• adaptation;
  • alcohol;
  • antagonistic pleiotropy;
  • environmental heterogeneity;
  • phenotypic plasticity;
  • polymorphism;
  • trade-offs

Ethanol is an important larval resource and toxin for natural Drosophila melanogaster populations, and ethanol tolerance is genetically variable within and among populations. If ethanol-tolerant genotypes have relatively low fitness in the absence of ethanol, as suggested by the results of an earlier study, genetic variation for ethanol tolerance could be maintained by variation in ethanol levels among breeding sites. I selected for ethanol tolerance in large laboratory populations by maintaining flies on ethanol-supplemented media. After 90 generations, the populations were compared with control populations in egg-to-adult survival and development rate on ethanol-supplemented and unsupplemented food.

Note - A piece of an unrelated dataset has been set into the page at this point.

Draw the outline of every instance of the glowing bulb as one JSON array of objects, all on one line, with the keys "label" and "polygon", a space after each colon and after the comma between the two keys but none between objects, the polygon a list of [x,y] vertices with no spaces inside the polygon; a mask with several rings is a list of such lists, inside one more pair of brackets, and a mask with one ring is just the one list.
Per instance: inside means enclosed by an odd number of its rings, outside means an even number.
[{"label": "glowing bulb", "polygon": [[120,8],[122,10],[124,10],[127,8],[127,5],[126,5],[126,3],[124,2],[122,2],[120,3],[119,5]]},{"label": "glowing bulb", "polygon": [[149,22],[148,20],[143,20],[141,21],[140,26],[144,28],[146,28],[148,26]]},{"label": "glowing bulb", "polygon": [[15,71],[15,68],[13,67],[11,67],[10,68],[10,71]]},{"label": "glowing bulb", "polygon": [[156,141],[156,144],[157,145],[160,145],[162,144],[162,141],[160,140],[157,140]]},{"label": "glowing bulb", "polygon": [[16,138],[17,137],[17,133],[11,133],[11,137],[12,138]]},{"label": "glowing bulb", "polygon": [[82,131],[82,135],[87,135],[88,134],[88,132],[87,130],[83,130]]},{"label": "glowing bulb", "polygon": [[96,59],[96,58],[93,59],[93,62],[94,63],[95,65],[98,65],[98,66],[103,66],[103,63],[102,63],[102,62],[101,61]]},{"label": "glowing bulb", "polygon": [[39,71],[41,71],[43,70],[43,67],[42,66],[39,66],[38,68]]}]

When compared on ethanol-supplemented food, the ethanol-selected populations had higher survival and faster development than the control populations, but on unsupplemented food, the populations did not differ in either trait. These results give no evidence for a ‘trade-off’ between the ability to survive and develop rapidly in the presence of ethanol and the ability to do so in its absence. The effect of physiological induction of ethanol tolerance by exposing eggs to ethanol was also investigated; exposing eggs to ethanol strongly increased subsequent larval survival on ethanol-supplemented food, but did not affect survival on regular food, and slowed development on both ethanol-supplemented and regular food, partly by delaying egg hatch.